Gary L. Palmer v. Marion S. Barry, Jr., Mayor

894 F.2d 449, 282 U.S. App. D.C. 290, 1990 U.S. App. LEXIS 1110, 52 Empl. Prac. Dec. (CCH) 39,611, 51 Fair Empl. Prac. Cas. (BNA) 1867, 1990 WL 5777
CourtCourt of Appeals for the D.C. Circuit
DecidedJanuary 30, 1990
Docket89-7016
StatusPublished
Cited by9 cases

This text of 894 F.2d 449 (Gary L. Palmer v. Marion S. Barry, Jr., Mayor) is published on Counsel Stack Legal Research, covering Court of Appeals for the D.C. Circuit primary law. Counsel Stack provides free access to over 12 million legal documents including statutes, case law, regulations, and constitutions.

Bluebook
Gary L. Palmer v. Marion S. Barry, Jr., Mayor, 894 F.2d 449, 282 U.S. App. D.C. 290, 1990 U.S. App. LEXIS 1110, 52 Empl. Prac. Dec. (CCH) 39,611, 51 Fair Empl. Prac. Cas. (BNA) 1867, 1990 WL 5777 (D.C. Cir. 1990).

Opinion

Opinion for the Court filed by Circuit Judge EDWARDS.

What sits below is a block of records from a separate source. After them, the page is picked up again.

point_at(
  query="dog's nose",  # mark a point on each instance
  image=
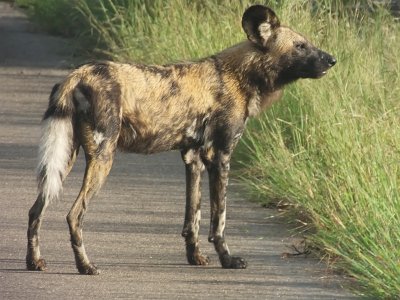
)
(331, 61)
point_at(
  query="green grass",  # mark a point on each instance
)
(331, 147)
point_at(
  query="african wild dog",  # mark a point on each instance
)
(199, 108)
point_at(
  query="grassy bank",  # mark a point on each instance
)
(331, 147)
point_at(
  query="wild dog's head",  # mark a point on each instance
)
(293, 55)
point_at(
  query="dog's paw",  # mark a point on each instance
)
(198, 259)
(89, 269)
(233, 262)
(36, 265)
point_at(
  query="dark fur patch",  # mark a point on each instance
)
(54, 110)
(159, 70)
(101, 70)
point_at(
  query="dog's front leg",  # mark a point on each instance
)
(194, 169)
(218, 170)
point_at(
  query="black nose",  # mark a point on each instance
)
(331, 61)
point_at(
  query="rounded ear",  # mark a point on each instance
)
(258, 22)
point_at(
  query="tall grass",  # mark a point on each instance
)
(330, 147)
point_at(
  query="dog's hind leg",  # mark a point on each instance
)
(34, 261)
(57, 153)
(194, 168)
(99, 153)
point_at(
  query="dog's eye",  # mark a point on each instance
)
(301, 46)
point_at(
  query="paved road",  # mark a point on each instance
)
(132, 230)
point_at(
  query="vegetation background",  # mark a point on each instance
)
(330, 150)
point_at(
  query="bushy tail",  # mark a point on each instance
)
(57, 141)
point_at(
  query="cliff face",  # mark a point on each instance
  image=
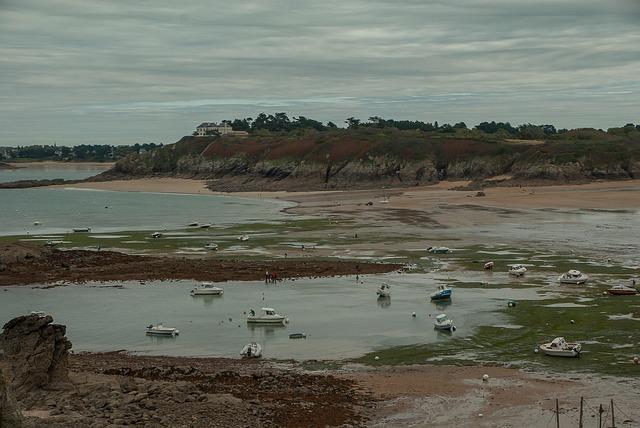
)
(371, 158)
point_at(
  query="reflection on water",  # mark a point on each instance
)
(341, 320)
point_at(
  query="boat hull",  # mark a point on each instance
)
(207, 292)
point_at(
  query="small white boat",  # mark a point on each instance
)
(160, 330)
(517, 270)
(207, 289)
(251, 350)
(442, 293)
(268, 316)
(622, 290)
(558, 347)
(211, 246)
(439, 250)
(443, 322)
(573, 277)
(384, 291)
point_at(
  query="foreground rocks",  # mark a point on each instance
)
(27, 264)
(35, 353)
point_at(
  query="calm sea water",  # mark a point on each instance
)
(342, 319)
(50, 171)
(60, 210)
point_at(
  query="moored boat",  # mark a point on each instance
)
(517, 270)
(573, 277)
(384, 291)
(439, 250)
(559, 347)
(268, 316)
(442, 293)
(207, 289)
(622, 290)
(251, 350)
(298, 336)
(160, 330)
(211, 246)
(443, 322)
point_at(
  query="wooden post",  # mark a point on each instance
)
(600, 416)
(581, 405)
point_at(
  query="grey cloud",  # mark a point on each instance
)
(122, 71)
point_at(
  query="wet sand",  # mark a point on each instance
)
(597, 195)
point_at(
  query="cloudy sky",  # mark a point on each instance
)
(122, 71)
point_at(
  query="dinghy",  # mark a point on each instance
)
(207, 289)
(251, 350)
(211, 246)
(268, 316)
(160, 330)
(573, 277)
(443, 323)
(442, 293)
(384, 291)
(517, 270)
(622, 290)
(438, 250)
(558, 347)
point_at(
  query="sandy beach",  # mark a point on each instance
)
(597, 195)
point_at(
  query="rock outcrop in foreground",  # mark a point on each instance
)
(35, 352)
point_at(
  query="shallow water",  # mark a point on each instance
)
(60, 210)
(342, 319)
(49, 172)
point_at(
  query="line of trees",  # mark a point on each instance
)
(280, 122)
(82, 152)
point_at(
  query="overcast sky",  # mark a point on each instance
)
(122, 71)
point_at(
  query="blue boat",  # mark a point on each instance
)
(442, 293)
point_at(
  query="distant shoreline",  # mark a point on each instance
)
(61, 164)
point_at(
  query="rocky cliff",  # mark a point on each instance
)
(35, 354)
(372, 158)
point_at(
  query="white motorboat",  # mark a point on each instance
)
(573, 277)
(439, 250)
(211, 246)
(207, 289)
(251, 350)
(160, 330)
(443, 322)
(384, 291)
(268, 316)
(517, 270)
(558, 347)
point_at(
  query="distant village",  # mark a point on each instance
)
(206, 129)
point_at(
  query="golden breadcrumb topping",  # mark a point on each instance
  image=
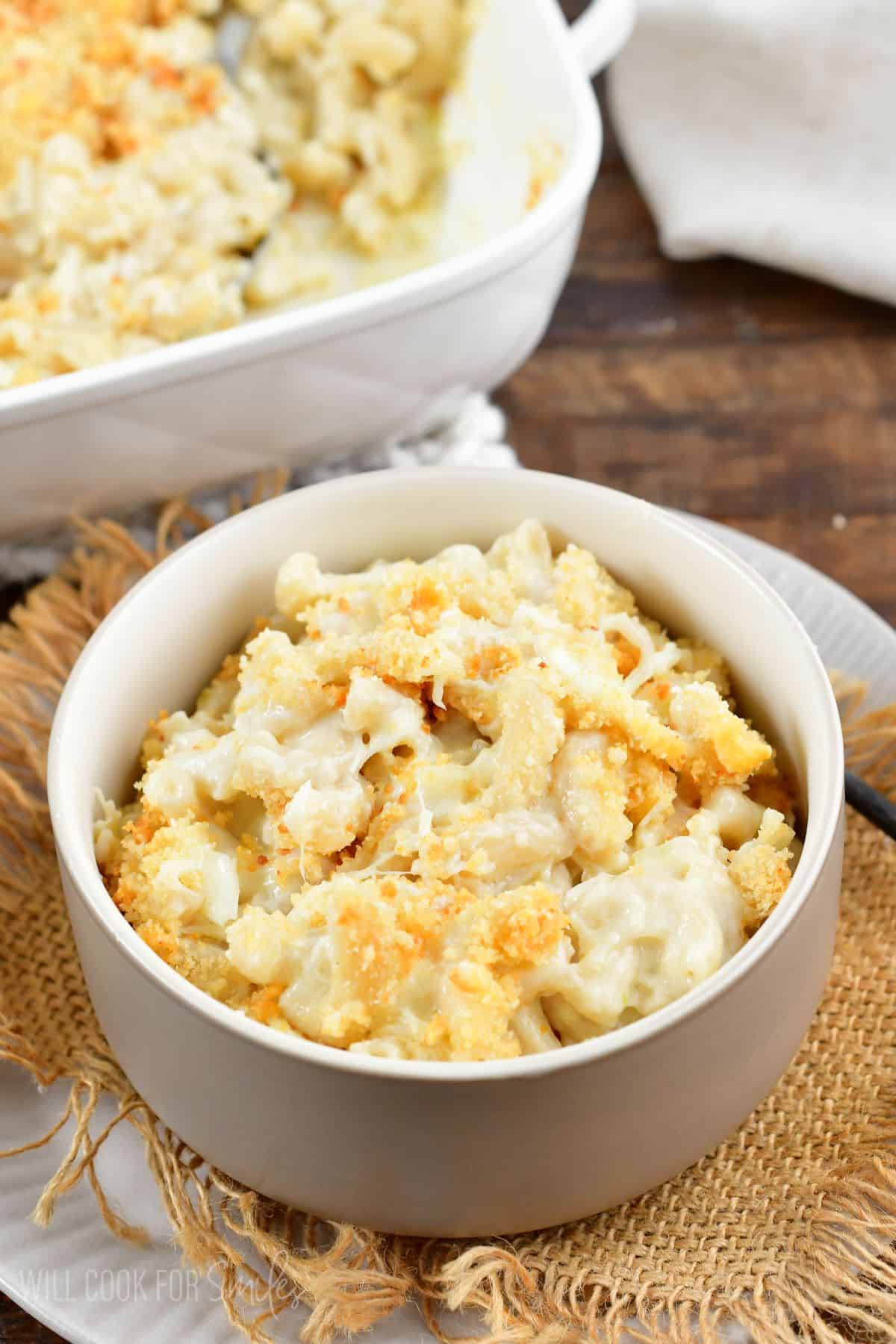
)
(457, 809)
(148, 195)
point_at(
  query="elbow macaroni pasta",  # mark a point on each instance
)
(461, 809)
(146, 196)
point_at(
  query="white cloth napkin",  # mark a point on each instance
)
(768, 129)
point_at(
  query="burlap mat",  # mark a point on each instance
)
(786, 1229)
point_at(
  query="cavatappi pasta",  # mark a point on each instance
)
(147, 196)
(464, 809)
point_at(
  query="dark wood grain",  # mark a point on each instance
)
(755, 398)
(761, 399)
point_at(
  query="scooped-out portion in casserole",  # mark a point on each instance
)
(461, 809)
(147, 196)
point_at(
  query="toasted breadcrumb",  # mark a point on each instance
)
(458, 809)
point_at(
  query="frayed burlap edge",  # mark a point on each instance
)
(839, 1285)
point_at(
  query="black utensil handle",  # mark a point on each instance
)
(874, 806)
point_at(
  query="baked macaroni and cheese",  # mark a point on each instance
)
(464, 809)
(146, 196)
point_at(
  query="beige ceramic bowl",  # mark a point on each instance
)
(430, 1148)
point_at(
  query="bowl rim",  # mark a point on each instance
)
(78, 863)
(250, 340)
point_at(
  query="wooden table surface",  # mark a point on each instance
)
(729, 390)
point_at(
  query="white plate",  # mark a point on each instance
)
(94, 1289)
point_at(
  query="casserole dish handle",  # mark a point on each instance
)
(602, 31)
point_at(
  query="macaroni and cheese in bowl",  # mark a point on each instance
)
(467, 808)
(401, 1129)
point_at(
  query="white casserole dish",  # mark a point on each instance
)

HARRY T. EDWARDS, Circuit Judge:

This case arises under Title VII of the Civil Rights Act of 1964, 42 U.S.C. § 2000e (1982) (“Title VII”). The appellee, Gary L. Palmer, a former Battalion Chief with the District of Columbia Fire Department (“Fire Department”), claims that the appellants, several high-ranking officials of the District of Columbia (the “District”), unlawfully discriminated against him from 1982 through his retirement in August of *450 1985, by failing to promote him to the rank of Deputy Fire Chief. In pursuit of this claim, Palmer first filed a charge of discrimination with the Equal Employment Opportunity Commission (“EEOC”) on December 9, 1985; he then filed a complaint in the District Court on May 14, 1987.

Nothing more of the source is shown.